Mondros Ateşkes Mütarekesi’ni imzalamasından sonra müttefik
devletler yenilen devletlere imzalattırılacak barış anlaşmalarının hazırlanması
için 18 Ocak 1919’da Paris Barış Konferansı’nı toplamışlardır. Konferansın
kararlarına hâkim olan sadece beş devletti: Amerika, İngiltere, Fransa, Japonya
ve İtalya. Bu devletlerin başbakan ve dışişleri bakanlarından meydana gelen bir
“Onlar Konseyi” (Conseil des Dix) kuruldu.

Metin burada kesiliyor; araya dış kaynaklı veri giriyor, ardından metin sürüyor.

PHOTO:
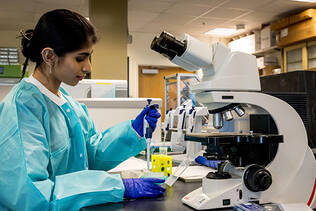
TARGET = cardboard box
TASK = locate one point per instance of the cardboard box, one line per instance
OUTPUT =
(295, 28)
(285, 22)
(248, 44)
(297, 32)
(267, 38)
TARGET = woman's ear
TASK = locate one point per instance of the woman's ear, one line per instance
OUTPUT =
(49, 56)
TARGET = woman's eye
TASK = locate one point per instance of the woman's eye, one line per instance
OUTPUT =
(80, 59)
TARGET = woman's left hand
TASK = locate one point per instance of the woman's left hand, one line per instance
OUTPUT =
(151, 114)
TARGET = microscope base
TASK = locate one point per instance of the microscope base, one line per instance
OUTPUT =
(218, 193)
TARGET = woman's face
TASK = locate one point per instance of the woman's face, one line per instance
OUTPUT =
(73, 66)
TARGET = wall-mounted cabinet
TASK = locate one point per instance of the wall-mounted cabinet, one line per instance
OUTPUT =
(301, 56)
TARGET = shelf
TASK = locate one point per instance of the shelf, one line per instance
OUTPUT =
(266, 51)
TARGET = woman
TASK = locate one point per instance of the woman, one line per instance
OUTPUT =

17 Haziran 1919'da Damat Ferit Paşa, Paris'te Onlar
Meclisi’ne Osmanlıların savaş konusunda kabahati olmadığı, kabahatin Almanlarda
ve İttihatçılarda olduğu hakkında açıklamalar yaptı.
Konferansta, Osmanlı Heyeti’nin hiçbir şey olmamışçasına
esas itibariyle savaş öncesi sınırlarını istemesi, müthiş bir haddini ve
kendini bilmezlik olarak yorumlandı.
23 Haziran tarihli yeni bir muhtıra (…) bir taraftan Wilson
ilkelerine uyarak Arap topraklarına özerklik verilebileceğini ilan ederken
diğer taraftan da yine Wilson ilkelerine dayanarak belirlediği yeni
sınırlarının kabulünü istemekteydi.
Misak-ı Millî
22 Ocak 1920 tarihli gizli oturumunda ele alınmış, üzerinde
çok az değişiklik yapılarak 28 Ocak 1920 tarihinde kabul edilmiştir. Gizli
oturumda kabul edilen Misak-ı Millî esasları 17 Şubat 1920 tarihinde dünya
kamuoyuna ilan edilmiştir.
Misak-ı Millî, İstiklal Harbi sırasında Türk milletinin
maksatlarını özetleyen ve Millî Mücadele’nin başından sonuna kadar değişmeyen
bir programın adı olmuştur.
Misak-ı Milli’nin tüm dünyaya ilan edildiği dönemde toplanma
aşamasında olan Londra Konferansı’nda üzerinde durulan ağırlıklı konu Osmanlı
mirasının paylaşımı olmuştur.
Bunun üzerine Hint Müslümanları da ülkelerinde ve
temsilcileri aracılığıyla Londra’da yazılar yayınlayarak ve gösteriler
düzenleyerek tepki göstermişlerdir.
Sevr Antlaşması’na göre
Osmanlılar, antlaşma hükümlerine saygı göstermezler ve
uymazlarsa, İstanbul da ellerinden alınacaktı.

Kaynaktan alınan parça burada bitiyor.